Dosyadaki kayıt ve belgelerden; davacının Ziraat Odası’na 18.2.2002 tarihinden itibaren kayıtlı olduğu, Tarım Kredi Kooperatifi kaydının olmadığı, üzerine kayıtlı zirai arazisinin bulunduğu, davacının sattığı ürün bedelinden ilk bağ-kur prim kesintisinin 31.01.1996 tarihinde yapılıp 1996 yılı Şubat ayında davalı kurum hesabına yatırıldığı ve başkaca prim kesintisinin bulunmadığı, tarımsal kredi kullanıp kullanmadığının belli olmadığı, dosya arasındaki bilgisayar döküm fotokopisine göre davacının 1.6.2000 tarihinden itibaren tarım Bağ-Kur sigortalısı olarak tescil edildiği anlaşılmaktadır.

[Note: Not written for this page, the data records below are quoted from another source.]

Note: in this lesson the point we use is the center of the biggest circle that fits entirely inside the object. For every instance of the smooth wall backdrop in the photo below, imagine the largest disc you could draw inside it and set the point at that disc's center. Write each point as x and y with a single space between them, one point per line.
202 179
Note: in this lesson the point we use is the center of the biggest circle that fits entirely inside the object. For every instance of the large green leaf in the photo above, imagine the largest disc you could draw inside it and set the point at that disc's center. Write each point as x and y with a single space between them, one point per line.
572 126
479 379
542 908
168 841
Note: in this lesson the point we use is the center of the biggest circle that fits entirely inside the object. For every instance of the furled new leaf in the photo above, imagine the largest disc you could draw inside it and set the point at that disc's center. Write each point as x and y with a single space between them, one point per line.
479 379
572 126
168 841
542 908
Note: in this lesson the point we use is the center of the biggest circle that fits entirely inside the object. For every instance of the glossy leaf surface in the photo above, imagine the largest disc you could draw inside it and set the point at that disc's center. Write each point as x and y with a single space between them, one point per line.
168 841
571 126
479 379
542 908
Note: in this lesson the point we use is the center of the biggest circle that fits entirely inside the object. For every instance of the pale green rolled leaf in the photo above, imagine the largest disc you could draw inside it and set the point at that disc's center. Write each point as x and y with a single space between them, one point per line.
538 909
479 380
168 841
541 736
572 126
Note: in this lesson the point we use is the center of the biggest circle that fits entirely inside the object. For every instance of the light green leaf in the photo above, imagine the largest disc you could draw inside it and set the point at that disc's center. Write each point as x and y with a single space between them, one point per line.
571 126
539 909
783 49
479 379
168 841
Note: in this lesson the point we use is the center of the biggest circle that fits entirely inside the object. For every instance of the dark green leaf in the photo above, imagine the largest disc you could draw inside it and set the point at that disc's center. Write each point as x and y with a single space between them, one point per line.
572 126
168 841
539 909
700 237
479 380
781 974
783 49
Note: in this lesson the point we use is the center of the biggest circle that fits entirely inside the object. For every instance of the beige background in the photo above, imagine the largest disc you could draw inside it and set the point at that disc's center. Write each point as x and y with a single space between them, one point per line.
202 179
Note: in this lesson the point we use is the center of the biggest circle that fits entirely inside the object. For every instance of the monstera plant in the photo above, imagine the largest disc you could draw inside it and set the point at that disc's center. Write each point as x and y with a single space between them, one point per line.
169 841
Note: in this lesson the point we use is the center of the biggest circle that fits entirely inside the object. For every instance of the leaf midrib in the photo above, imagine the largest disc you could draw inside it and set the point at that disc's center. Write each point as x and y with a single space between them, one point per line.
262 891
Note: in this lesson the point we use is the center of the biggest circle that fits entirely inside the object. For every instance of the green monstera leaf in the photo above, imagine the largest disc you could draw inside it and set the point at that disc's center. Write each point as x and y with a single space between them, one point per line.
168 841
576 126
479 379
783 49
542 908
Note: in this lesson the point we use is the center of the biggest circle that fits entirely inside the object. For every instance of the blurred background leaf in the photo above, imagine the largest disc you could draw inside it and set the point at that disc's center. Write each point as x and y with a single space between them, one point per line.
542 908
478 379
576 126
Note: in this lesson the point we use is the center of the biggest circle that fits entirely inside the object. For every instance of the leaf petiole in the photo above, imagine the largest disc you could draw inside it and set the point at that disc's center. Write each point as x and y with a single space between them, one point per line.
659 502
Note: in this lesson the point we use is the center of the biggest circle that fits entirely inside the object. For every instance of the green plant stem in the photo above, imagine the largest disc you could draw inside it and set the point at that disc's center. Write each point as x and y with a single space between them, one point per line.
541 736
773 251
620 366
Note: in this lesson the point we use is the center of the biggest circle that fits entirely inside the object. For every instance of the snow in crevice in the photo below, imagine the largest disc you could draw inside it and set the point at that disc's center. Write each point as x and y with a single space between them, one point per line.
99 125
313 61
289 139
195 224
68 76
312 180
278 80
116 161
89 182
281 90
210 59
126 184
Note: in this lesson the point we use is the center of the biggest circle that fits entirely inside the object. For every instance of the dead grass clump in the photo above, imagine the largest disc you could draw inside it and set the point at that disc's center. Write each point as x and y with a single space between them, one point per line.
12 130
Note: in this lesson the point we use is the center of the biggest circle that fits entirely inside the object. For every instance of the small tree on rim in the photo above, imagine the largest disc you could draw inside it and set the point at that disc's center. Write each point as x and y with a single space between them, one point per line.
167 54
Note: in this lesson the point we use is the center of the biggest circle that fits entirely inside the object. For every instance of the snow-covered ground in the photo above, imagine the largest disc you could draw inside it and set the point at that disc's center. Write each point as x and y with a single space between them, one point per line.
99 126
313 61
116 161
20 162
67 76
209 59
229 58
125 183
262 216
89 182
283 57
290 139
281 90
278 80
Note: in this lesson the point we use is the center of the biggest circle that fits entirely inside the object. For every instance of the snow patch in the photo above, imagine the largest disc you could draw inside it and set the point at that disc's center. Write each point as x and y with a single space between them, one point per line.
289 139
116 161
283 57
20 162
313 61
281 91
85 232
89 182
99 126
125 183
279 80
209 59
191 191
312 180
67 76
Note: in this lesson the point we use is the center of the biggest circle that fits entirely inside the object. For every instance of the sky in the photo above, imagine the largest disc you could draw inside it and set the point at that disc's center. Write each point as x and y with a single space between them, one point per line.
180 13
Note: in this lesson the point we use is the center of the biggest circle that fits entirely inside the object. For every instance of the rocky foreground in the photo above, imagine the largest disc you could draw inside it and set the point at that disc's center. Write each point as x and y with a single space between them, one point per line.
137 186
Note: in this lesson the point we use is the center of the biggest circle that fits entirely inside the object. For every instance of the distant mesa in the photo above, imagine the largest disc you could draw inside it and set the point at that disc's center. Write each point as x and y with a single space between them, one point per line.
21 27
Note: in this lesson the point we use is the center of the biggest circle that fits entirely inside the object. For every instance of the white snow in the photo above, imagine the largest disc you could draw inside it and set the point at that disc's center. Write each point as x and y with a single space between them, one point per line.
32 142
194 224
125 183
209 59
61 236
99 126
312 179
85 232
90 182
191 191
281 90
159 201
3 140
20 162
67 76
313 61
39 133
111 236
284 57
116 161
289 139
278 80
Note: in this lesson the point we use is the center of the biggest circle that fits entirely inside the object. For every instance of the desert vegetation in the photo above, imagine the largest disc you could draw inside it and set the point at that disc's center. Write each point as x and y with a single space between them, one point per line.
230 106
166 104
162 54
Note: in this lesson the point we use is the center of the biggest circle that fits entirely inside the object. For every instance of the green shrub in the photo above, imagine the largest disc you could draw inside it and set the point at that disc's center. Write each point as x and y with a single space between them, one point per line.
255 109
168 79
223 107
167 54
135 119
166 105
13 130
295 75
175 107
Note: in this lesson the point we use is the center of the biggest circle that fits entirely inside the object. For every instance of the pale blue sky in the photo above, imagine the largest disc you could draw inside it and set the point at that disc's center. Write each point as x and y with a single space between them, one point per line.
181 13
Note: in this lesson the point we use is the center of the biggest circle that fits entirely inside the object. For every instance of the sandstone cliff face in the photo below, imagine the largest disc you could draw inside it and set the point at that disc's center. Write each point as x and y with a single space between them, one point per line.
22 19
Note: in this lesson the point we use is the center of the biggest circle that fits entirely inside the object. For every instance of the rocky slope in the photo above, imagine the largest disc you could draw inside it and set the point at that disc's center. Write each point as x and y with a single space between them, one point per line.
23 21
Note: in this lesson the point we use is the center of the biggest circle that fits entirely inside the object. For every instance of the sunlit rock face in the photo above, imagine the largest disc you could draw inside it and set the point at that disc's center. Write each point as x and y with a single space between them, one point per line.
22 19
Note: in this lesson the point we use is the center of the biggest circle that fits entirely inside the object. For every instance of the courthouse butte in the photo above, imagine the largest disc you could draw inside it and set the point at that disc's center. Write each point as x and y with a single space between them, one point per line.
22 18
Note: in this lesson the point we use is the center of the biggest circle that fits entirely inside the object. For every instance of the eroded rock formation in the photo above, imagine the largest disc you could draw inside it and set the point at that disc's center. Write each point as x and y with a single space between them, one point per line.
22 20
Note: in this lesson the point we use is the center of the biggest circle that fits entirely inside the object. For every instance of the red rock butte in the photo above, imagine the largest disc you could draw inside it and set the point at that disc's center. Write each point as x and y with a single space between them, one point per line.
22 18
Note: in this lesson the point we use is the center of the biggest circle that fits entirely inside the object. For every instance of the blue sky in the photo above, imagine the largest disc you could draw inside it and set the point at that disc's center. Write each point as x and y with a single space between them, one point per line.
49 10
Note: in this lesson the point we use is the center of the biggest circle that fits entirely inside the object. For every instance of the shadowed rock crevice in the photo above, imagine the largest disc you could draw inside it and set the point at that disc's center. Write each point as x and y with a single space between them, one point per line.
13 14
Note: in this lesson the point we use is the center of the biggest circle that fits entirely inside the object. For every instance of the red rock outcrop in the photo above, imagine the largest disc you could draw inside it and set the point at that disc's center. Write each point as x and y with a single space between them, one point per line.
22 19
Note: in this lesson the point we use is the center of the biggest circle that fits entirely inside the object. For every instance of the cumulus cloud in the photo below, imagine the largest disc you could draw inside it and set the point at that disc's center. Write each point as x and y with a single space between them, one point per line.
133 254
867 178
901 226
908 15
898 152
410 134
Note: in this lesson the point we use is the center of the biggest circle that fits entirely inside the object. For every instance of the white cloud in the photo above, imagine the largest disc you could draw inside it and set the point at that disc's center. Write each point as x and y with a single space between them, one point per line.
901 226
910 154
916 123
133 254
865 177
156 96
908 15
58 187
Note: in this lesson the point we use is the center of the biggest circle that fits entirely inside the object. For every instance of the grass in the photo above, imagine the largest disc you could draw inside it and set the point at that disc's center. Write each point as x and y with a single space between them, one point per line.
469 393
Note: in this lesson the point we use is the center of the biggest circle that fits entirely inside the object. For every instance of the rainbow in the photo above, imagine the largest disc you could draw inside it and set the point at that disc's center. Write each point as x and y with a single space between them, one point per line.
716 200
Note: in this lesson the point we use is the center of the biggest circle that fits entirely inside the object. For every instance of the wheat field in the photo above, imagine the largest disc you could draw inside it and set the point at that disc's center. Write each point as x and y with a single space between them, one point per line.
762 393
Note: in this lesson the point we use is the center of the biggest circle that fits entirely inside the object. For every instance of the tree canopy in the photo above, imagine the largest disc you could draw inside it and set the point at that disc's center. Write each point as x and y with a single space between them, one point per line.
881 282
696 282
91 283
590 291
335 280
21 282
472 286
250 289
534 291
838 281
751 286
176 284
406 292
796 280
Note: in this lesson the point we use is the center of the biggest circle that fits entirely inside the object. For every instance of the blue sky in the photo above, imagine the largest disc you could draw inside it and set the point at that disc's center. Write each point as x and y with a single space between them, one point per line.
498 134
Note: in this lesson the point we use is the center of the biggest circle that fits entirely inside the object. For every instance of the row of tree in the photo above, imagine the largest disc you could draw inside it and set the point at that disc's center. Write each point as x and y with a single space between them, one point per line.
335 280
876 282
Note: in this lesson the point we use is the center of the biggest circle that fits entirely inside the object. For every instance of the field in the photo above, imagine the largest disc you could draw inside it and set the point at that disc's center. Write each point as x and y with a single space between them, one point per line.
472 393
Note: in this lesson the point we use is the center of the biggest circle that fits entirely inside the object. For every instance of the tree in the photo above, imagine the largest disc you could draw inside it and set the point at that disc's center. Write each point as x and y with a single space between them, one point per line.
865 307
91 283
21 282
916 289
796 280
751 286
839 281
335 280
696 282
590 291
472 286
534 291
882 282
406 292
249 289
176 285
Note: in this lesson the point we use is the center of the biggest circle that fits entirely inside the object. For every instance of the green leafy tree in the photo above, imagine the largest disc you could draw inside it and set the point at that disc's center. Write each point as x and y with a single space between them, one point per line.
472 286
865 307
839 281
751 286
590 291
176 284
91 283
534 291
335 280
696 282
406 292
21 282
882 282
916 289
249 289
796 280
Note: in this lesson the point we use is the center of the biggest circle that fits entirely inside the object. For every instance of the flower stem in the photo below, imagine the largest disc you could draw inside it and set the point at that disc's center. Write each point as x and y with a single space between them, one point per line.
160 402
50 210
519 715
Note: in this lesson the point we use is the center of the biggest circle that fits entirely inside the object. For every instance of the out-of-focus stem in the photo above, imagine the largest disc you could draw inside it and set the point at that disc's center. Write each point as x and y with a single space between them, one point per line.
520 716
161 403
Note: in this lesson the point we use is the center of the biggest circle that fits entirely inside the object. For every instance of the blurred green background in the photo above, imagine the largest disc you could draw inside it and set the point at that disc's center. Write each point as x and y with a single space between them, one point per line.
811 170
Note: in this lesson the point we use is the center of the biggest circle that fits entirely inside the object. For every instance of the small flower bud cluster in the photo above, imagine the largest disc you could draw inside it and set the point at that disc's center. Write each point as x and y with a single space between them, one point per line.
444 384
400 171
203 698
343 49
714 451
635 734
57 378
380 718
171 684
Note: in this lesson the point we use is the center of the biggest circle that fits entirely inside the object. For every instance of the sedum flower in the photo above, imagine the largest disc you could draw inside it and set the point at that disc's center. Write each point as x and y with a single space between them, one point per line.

Mahkemece davacının 1.3.1996-31.12.1996 tarihleri arasında tarım Bağ-Kur sigortalısı olduğuna ilişkin verilen tespit kararı yerinde ise de; 1.1.1997 tarihi ile tescil edildiği 01.06.2000 tarihi arasındaki döneme ilişkin olarak prim ödemesi ve kesintisi bulunmadığı halde bu yılların soyut muhtar ve tanık beyanı ile zabıta araştırmasına dayalı olarak kabul edilmesi ayrıca davacı 01.06.2000 tarihinde tescil edilmekle 01.06.2000 dava tarihi olan 7.7.2000 tarihleri arasındaki dönemde taraflar arasında ihtilaf bulunmamakla tespit kararı verilmesinde hukuki yarar olmadığından bu dönemle ilgili hüküm kurulmasına yer olmadığına karar verilmesi gerekirken tespit kararı verilmiş olması usul ve yasaya aykırı olup bozma nedenidir.
O halde, davalı Kurumun bu yönleri amaçlayan temyiz itirazları kabul edilmeli ve hüküm bozulmalıdır.
SONUÇ: Hükmün yukarıda açıklanan nedenlerle BOZULMASINA, 22.12.2008 gününde oybirliğiyle karar verildi.